Le moins que l'on puisse dire des Aventures de Taro, c'est qu'elles défient toutes les lois du scénario. Il n'y a pas d'intrigue, mais une suite d'événements disparates, certains cocasses, d'autres dramatiques, qui se succèdent presque par hasard, au gré des rencontres et des réactions. Pas de héros non plus, mais une famille de marginaux, qui vit comme elle peut dans le Tokyo des années 70, violent et psychédélique. La figure centrale est un cascadeur de cinéma (le formidable Kunie Tanaka qu'on voit trainer sa gueule improbable dans tous les grands films des années 60 et 70) qui s'amuse à faire peur aux policiers avec sa jeep et ses airs de baroudeur à la Belmondo. Autour de lui ses neveux, sa femme, sa nièce, ses soeurs (qu'on appellent Grande Mamie, Moyenne Mamie et Petite Mamie), un vendeur de sex shop farfelu, amateur d'opéra, un ancien combattant, un poivrot... De vengeances en raids justiciers, de salles d'hôpital en gares désertes, de terrains vagues en ports de pêche, tout ce petit monde essaye de changer la donne, en vain.

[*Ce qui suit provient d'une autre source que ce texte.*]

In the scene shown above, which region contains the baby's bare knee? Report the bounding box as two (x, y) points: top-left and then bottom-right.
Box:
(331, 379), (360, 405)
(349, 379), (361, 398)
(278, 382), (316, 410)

Pas de morale, pas même d'enjeu véritable, mais quelques beaux moment de vie arraché au néant, d'une main sincère toujours, un peu molle parfois. Comme ces voyages en pays étranger où l'on ne comprend pas très bien ce qui se passe autour de nous, mais dont on revient la tête plein de souvenirs inracontables et précieux.